Dia ingin menjadi sosok yang menyenangkan, mengagumkankan untuk semua orang, tetapi dia salah, dia berubah menjadi diri orang lain.
Saat ini musim pancaroba bagi alam.
Dalam selimut kabut tebal, dia berkaca dan mencoba menembus pekat dan gelapnya pagi.
Dia melihat dirinya sendiri, duduk termenung diatas batu besar, licin dan dingin.
tangannya mengeluarkan sebuah kertas dan membacanya.
dia menangis..
Airmata jatuh dari pelupuk mata yang kelihatan sudah lelah menjalani kisah ini.
Dia merasa telah memperjuangkan apa yang sepatutnya diperjuangkan, tetapi apa yang didapatnya?
Kesakitan, kelelahan hati, lelahnya jiwa karena sifatnya...
kemudian dia berpikir kematian yang akan menyelesaikan semua ini.
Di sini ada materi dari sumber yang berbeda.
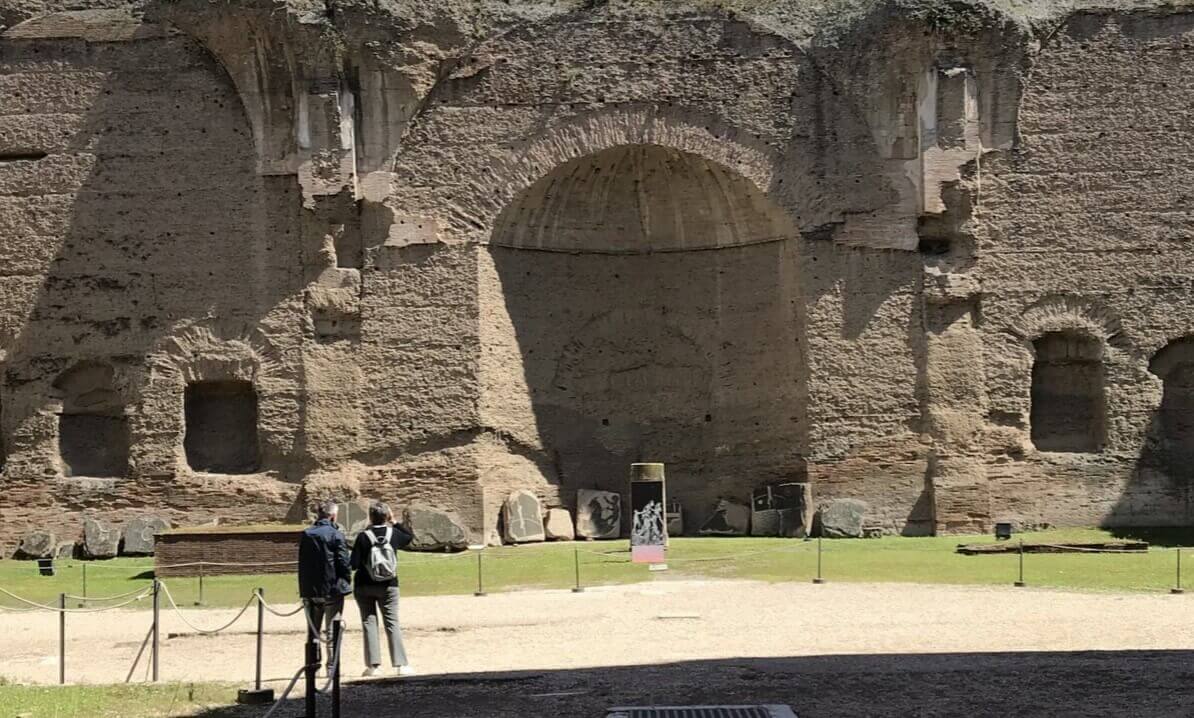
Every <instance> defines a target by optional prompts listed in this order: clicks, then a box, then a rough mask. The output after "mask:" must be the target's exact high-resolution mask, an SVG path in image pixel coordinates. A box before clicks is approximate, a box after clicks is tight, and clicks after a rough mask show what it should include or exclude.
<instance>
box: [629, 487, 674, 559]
mask: <svg viewBox="0 0 1194 718" xmlns="http://www.w3.org/2000/svg"><path fill="white" fill-rule="evenodd" d="M666 503H667V496H666V490H665V485H664V465H663V464H632V465H630V517H632V521H630V560H632V561H634V563H636V564H661V563H663V561H664V551H665V547H666V546H667V524H666V521H665V518H664V507H665V505H666Z"/></svg>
kemudian.., kemudian dia menangis kembali.
Kali ini bukan airmata yang menetes,
tetapi darah..!
Merah, berbau amis dan menjijikkan.
harapannya bahwa banyak orang akan menghargainya, termasuk perempuan itu.
Kini semua tinggal harapan hampa. dia tertinggal oleh perempuan itu, tertinggal dan terlindas sang waktu.
Demikianlah kebodohan kita!
Manusia adalah jiwa-jiwa bebas laksana gunung-gunung tinggi nan agung.
cinta telah mempesonakan kita! hingga kita menjual diri
untuk sekedar menikmati kepalsuannya.